Et la magie fût ...

28 Mai 2018 - Actu Equipe A

Une fois n’est pas coutume, ce texte sera écrit à la première personne. Premièrement parce-que je n’ai pas fait mon travail hier et qu’il n’y aura pas de réactions ce soir. Parce-que je pense que parfois il vaut mieux laisser place à la joie et au plaisir d’être ensemble plutôt que de se voir coller un papier crayon sous le nez. Deuxièmement parce-que je n’ai pas envie de vous raconter le match.

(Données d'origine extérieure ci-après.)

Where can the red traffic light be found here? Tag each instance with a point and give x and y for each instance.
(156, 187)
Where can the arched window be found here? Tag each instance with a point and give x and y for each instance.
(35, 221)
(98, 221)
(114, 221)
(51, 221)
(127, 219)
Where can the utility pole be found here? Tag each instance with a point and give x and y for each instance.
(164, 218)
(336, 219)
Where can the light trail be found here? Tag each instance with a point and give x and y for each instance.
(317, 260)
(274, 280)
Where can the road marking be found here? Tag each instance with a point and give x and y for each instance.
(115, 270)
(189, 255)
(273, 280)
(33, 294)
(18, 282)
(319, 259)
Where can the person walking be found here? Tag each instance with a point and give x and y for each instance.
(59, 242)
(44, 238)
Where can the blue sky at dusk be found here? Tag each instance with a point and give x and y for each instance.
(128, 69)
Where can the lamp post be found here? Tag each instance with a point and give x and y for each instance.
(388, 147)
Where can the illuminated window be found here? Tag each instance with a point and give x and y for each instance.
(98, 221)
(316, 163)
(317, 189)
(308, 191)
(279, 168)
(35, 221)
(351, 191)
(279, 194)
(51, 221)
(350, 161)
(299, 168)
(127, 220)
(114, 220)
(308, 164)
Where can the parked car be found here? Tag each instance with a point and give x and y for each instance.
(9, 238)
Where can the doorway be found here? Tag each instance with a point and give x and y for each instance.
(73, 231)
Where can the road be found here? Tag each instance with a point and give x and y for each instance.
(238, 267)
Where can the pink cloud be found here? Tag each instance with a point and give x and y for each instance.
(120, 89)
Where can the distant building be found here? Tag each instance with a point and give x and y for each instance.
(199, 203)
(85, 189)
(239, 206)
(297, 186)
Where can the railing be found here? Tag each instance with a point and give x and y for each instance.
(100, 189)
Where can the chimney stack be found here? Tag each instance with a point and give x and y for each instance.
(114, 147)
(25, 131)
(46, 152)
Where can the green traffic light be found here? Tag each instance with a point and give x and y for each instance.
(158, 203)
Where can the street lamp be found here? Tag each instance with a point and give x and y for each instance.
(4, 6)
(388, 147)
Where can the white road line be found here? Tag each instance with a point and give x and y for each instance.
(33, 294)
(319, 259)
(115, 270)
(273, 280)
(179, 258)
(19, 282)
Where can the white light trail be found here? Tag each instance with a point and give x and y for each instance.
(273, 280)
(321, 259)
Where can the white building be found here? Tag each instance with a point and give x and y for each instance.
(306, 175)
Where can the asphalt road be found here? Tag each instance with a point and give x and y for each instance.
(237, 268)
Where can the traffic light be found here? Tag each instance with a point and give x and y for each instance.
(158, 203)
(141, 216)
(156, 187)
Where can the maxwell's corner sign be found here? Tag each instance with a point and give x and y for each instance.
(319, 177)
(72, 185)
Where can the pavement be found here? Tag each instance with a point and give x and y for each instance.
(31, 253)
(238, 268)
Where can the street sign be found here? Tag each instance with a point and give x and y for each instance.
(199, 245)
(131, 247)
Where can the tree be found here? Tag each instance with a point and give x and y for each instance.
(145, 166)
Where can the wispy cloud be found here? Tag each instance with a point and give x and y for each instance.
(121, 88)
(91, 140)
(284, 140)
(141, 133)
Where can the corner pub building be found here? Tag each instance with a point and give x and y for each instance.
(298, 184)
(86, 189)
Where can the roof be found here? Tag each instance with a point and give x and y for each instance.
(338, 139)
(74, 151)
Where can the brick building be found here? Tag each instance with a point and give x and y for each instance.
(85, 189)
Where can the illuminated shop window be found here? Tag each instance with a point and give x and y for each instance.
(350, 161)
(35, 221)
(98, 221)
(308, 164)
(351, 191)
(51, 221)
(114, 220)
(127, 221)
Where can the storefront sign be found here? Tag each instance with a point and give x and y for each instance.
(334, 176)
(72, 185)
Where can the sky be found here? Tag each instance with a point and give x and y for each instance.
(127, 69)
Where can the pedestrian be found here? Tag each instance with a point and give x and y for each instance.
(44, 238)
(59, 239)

Déjà parce-que je ne me rappelle plus du déroulé exact ensuite parce-que vous étiez très nombreux à le suivre en direct et que vous pouvez le retrouver en presse écrite. Non, ce dont j’avais envie ce soir, c’est de vous faire comprendre pourquoi ce qui s’est passé hier n’est pas « qu’une histoire » de montée à l’échelon supérieur mais que c’est bien plus que cela.

Quand, à l’issue de ces 80 minutes, ma sensiblerie prit une fois de plus le dessus m’obligeant ainsi à verser quelques larmes, Sébastien Magnat me regarda et me dit « Cela ne sert à rien de pleurer, aujourd’hui c’est la joie qu’il faut fêter ». Et bien, oui et non ai-je envie de vous répondre coach, sans vouloir vous offenser. Car c’est un moment de pure émotion que vous et vos joueurs nous avez offert. Déjà parce-que votre travail a récompensé celui entreprit depuis maintenant 7 ans par André Goichot et son équipe. Equipe dont certains sont au CS Beaune depuis plus de 50 ans ! Alors imaginez l’effet que cela leur a fait ! Et je ne vous parle même pas des bénévoles, qui œuvrent tous les week-end et souvent également la semaine sans compter ni leur temps ni leur fatigue. Pour eux aussi, c’est une sacrée récompense.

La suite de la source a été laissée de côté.